I have still not discounted Chiari. When I mentioned this possibility to the doctors they discarded the notion saying that Chiari Malformation would not explain the visual symptoms, which is entirely incorrect. The cerebral tonsils’ blocking the egress of the Foramen Magnum causes an increase of cranial pressure that damages soft tissues such as the optic nerves, and often manifests asymmetrically. That being said, the possibility of Myasthenia Gravis is far more appealing. If I had the auto-immune variety of MG, a thymectomy could possibly cure nearly all the symptoms. If that were the case I might end up with a crazy scar that looks like I went through an autopsy (though they usually do it all endoscopic-like these days). BADASS.
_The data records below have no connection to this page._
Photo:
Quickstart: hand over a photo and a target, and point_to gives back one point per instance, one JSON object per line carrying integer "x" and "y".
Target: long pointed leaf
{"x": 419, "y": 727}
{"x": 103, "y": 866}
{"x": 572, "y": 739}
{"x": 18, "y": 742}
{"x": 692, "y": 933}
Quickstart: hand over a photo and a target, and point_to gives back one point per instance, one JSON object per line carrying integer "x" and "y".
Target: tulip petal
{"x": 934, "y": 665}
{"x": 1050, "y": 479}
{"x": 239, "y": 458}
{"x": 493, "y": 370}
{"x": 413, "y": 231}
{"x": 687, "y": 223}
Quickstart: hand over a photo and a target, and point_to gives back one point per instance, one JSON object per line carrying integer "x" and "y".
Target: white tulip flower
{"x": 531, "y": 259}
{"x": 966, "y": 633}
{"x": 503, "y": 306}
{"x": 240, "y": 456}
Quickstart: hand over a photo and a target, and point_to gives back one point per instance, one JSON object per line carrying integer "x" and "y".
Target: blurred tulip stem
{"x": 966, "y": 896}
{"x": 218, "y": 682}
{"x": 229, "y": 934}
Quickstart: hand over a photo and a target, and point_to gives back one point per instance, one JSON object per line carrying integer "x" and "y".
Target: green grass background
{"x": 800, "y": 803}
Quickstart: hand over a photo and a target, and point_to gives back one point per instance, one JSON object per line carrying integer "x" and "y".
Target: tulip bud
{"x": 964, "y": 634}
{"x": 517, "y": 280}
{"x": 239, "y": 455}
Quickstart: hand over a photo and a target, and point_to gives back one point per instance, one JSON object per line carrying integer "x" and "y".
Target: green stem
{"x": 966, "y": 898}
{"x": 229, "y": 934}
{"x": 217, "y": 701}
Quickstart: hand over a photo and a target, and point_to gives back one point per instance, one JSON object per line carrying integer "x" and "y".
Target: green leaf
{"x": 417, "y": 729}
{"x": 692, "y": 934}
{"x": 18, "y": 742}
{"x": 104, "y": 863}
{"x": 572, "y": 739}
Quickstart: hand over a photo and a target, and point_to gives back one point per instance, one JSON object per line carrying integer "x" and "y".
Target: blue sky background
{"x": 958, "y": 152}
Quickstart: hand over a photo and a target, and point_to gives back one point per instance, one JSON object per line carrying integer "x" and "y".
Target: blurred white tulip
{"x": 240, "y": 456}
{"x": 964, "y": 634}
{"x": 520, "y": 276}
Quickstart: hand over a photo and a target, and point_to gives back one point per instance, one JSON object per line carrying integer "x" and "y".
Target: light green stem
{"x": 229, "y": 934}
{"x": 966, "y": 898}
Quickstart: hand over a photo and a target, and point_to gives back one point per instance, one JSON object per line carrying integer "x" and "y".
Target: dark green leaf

 I have a prescription for Mestinon, which is essentially a low dose pill version of the drug Tensilon, showed in the video below. Mestinon and Tensilon both reduce the effects of Myasthenia Gravis by preventing  breakdown of the neurotransmitter acetylcholine, giving more opportunity to damaged/ineffective neuro-receptors to receive signal. A positive response to an injection of Tensilon is an almost sure fire indication of auto-immune Myasthenia Gravis, and does, in some cases, also respond to the congenital variety of MG as well. It is frustrating that I have to take these pills on a slowly increasing dosage for a number of weeks to see if I have a positive reaction instead of the instantaneous indication of injection. Especially since my symptoms fluctuate so much on their own accord, it will be difficult to determine if the drug has any real effect on me. 

Unfortunately, the recent needle test on my nerve signal was seen to be relatively normal, without the tell-tale weakness from hours of exertion that would normally been seen with Myasthenia Gravis. This time I was only tested on my right (bad) side. When I had a similar test many years ago, I was tested on both sides and it was found that my right side was significantly weaker than my left. It was for this reason that I’d been seeking a more structural underlying cause than something chemical. However, every spine specialist and every X-Ray and every MRI (and there’s been a lot of each) has told me that my scoliosis has nothing to do with most of my long list of symptoms. This makes something chemical or genetic much more likely.

Regardless, I have doctors who are interested in me, who have looked closely enough to determine that there are ACTUAL and QUANTIFIABLE deficiencies in my underlying physique and neurological function, and are willing to do the weighty amount of leg work to figure out the cause. 

(Day 2 of Mestinon. I’m on eye-lid patrol, seeing if my right-sided blinking lag starts to lessen, if my eyebrows become more asymmetrical in position, or if the diagonal forehead wrinkle striaghtens out. No sign yet.)